Everyone agrees that the democratization of content makes everyone content creators. What’s not talked about enough is the responsibility that comes with that incredible power. So while losing weight, quitting smoking, and exercising more are all worthy commitments, I’d like to submit my humble New Year’s resolutions for consideration by everyone in our community.
- Companies: Make sure you have the technology in place to get the latest version of the truth any time. Advanced technologies on integrated platforms (e.g., SAP HANA) offer unprecedented access to quality data of all kinds from many places. Use it wisely and you can transform your business.
- Consumers: Before you impulsively retweet or forward words and images, research where it came from. Repeating false or misinformation is just as egregious as making it up yourself. Like any other communications tool, online technologies can be a weapon or pathway to genuine dialogue. Investigate and think before you hit send. And remember, opinions are NOT the same thing as facts.

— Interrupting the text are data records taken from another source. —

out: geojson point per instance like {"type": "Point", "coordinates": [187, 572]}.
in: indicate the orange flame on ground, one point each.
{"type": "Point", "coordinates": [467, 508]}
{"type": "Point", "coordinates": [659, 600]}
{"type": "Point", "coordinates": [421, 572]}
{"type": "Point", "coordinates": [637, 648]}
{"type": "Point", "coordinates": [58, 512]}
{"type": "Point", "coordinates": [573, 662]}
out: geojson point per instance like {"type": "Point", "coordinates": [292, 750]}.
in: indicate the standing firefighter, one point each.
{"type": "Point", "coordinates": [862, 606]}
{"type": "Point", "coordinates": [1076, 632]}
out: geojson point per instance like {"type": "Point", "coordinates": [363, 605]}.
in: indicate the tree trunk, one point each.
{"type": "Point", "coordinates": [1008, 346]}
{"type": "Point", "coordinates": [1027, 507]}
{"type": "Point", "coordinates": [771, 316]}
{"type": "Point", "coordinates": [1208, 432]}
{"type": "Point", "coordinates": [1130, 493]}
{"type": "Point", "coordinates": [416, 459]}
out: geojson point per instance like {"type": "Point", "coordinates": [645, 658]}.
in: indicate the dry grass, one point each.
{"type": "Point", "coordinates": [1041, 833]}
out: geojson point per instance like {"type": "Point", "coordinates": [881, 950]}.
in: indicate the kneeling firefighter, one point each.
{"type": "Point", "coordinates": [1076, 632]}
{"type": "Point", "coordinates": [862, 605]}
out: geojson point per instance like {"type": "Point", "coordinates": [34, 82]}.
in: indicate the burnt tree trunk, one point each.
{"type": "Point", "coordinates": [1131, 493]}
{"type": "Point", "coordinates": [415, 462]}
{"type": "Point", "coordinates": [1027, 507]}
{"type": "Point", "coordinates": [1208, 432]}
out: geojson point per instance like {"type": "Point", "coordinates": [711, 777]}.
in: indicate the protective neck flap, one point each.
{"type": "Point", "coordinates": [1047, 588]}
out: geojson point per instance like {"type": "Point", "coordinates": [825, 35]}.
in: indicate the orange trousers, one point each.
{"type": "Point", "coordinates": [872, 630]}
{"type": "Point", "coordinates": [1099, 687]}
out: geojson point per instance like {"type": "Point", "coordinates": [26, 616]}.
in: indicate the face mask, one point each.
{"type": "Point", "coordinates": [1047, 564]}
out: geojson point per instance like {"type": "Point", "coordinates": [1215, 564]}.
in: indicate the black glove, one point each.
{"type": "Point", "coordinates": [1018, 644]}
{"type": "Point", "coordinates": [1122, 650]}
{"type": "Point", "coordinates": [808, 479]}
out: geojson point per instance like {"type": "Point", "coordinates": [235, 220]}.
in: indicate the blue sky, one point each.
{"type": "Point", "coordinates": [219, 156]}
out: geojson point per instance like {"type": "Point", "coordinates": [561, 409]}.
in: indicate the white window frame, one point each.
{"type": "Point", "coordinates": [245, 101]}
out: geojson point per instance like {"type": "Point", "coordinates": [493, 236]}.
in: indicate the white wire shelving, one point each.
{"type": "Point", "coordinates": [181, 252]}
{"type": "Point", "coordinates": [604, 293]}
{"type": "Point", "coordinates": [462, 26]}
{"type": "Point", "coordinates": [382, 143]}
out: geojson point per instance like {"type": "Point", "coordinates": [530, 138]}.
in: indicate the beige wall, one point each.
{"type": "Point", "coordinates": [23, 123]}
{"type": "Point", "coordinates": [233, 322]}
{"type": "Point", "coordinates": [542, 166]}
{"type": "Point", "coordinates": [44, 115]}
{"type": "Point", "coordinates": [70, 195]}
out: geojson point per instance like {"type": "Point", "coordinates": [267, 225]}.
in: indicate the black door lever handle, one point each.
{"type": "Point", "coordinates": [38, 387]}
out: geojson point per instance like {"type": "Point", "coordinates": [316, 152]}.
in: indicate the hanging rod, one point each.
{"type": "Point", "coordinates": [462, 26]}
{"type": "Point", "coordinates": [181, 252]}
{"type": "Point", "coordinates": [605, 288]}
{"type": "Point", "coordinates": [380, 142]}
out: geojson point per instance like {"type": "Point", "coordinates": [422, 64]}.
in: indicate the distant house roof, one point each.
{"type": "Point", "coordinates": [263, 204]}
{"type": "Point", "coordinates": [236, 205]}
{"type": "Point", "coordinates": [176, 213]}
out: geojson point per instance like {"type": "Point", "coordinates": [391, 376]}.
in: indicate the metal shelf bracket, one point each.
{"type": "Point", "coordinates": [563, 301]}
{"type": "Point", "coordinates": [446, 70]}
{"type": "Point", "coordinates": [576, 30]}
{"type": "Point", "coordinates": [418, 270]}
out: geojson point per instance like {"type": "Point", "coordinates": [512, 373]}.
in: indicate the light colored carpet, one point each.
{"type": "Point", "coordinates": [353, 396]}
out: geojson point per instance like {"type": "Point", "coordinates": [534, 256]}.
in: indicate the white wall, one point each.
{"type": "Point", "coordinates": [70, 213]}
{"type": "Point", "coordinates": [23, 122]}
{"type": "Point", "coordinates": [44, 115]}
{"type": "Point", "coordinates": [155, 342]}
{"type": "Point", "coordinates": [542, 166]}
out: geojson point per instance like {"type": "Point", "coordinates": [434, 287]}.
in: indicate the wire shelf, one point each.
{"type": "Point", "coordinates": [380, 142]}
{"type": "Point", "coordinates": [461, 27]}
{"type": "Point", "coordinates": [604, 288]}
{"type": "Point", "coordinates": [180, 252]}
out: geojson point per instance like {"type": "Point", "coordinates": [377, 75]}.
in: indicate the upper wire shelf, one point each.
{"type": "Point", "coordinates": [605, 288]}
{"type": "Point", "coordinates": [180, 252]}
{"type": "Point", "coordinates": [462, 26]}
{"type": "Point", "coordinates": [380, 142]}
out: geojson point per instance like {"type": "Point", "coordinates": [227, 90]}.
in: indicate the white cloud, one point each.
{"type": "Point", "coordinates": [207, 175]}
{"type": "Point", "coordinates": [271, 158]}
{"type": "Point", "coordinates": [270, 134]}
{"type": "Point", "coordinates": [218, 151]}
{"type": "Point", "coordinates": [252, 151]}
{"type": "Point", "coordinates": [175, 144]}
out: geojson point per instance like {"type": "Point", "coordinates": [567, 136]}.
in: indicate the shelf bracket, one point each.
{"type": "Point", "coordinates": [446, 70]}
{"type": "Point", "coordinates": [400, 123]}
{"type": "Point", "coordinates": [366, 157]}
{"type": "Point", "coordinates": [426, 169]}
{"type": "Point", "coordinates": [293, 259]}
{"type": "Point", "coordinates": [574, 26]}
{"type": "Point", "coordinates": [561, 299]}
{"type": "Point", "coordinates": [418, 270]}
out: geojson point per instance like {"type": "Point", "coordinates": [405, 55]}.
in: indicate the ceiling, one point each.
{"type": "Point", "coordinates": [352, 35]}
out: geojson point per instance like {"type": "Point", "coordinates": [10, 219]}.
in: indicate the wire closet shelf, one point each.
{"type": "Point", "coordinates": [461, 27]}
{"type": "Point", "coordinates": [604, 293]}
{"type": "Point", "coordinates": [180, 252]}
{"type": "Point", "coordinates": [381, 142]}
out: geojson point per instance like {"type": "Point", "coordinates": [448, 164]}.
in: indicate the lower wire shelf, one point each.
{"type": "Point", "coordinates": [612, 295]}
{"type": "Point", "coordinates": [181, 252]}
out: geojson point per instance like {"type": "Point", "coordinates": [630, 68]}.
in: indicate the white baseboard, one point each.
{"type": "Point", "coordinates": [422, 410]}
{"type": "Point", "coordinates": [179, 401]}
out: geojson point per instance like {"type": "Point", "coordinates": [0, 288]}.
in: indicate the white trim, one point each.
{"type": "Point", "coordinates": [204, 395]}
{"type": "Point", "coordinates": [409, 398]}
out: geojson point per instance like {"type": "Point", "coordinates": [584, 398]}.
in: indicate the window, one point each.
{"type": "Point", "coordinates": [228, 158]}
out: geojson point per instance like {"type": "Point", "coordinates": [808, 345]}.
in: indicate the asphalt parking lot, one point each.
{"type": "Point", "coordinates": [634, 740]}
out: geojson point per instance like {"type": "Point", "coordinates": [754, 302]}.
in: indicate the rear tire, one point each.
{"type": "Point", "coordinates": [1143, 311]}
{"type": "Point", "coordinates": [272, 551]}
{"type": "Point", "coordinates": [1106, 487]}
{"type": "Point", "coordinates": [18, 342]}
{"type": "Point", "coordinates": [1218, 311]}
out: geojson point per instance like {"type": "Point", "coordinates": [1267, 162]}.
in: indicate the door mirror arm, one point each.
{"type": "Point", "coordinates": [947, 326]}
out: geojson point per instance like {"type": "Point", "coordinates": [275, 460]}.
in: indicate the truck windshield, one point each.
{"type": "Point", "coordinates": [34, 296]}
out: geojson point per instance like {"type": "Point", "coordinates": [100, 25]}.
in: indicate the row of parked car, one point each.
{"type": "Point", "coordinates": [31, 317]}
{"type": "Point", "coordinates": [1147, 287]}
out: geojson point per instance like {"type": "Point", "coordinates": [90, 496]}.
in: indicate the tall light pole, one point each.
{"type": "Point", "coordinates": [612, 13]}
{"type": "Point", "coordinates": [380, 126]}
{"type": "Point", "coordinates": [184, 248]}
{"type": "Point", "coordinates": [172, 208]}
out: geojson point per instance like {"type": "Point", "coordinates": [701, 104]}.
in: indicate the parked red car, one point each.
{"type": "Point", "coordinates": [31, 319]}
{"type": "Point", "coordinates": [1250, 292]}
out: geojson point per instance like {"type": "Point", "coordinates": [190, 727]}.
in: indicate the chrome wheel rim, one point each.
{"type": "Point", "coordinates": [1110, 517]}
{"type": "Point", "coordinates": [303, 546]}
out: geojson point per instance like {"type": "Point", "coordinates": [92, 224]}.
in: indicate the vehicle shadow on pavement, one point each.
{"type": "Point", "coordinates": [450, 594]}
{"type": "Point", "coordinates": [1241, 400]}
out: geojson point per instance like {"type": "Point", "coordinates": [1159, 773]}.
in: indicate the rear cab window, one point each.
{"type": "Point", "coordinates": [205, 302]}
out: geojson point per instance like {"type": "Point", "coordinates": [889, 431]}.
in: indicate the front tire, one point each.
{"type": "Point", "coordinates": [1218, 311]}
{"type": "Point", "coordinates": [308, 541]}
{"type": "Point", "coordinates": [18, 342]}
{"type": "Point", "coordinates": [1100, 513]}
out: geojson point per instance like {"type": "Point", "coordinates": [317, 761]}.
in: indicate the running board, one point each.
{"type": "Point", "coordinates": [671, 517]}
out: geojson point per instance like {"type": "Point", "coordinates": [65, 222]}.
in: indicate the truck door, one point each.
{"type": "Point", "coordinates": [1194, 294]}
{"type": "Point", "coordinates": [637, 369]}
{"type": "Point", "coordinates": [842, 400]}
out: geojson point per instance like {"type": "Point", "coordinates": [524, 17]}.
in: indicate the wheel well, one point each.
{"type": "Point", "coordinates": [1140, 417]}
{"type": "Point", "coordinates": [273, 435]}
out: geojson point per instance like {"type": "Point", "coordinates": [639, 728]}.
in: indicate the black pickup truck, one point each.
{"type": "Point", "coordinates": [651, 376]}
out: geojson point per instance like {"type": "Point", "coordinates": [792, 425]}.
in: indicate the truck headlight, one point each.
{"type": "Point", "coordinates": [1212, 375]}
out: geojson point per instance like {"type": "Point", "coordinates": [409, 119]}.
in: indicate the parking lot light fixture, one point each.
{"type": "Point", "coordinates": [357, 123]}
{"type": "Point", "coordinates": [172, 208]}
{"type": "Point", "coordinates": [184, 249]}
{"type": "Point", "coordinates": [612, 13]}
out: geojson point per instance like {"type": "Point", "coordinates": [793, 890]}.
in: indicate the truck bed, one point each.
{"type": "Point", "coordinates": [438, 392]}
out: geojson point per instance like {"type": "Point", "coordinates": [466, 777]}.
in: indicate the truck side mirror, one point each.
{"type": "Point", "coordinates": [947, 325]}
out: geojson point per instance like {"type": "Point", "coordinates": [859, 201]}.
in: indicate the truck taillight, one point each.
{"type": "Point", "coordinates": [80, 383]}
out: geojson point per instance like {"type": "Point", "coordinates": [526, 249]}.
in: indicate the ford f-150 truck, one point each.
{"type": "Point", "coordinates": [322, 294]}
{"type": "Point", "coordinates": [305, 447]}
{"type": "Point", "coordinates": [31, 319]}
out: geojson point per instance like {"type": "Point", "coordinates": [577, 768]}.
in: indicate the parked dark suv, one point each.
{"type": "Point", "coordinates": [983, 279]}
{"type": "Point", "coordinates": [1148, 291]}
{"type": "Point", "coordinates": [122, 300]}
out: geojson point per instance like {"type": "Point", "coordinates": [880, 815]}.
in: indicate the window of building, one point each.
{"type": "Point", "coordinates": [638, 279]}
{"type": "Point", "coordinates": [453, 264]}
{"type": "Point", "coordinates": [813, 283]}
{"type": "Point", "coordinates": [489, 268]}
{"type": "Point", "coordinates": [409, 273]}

- Media: Triple check your sources before you go live with information. Being first shouldn’t trump being accurate.
- Law Enforcement Officials: Don’t share information with the media until a thorough investigation is complete. The public would rather have the truth, digital world notwithstanding.
- Everyone: Resist the urge to confuse real-time information with accuracy. Just because it’s gone viral on the internet doesn’t automatically make it true.
Of course, trust is foundational to this entire conversation. There seems to be an assumption that veracity is a given since ‘regular people’ are sharing their so-called personal stories. We’ve all had moments when we’ve realized this simply isn’t the case. For example, I recently received a promotional email from a company I had purchased services from. In exchange for a review from me on Yelp, they would enter my name in a drawing to win a fairly substantial prize. In response to my email telling them the promotion was antithetical to the purpose of Yelp, they were disingenuous. Apparently, Yelp told them it was okay to solicit reviews as long as the company didn’t ask people to write positive ones. What’s more, they asserted that negative reviews were more valuable to them. The implication was that everyone had an equal chance of winning. Right.
The point is, the value of real-time data is not just about speed. Information quality is just as important. Let’s welcome 2013 with a deep breath of resolve to think first, then share. Take the time to ask: Where did this information come from? Has the accuracy been checked and by whom? Is this a trustworthy source? It’s part of everyone’s responsibility, and will help us all have a Happy, Healthier, Safer New Year!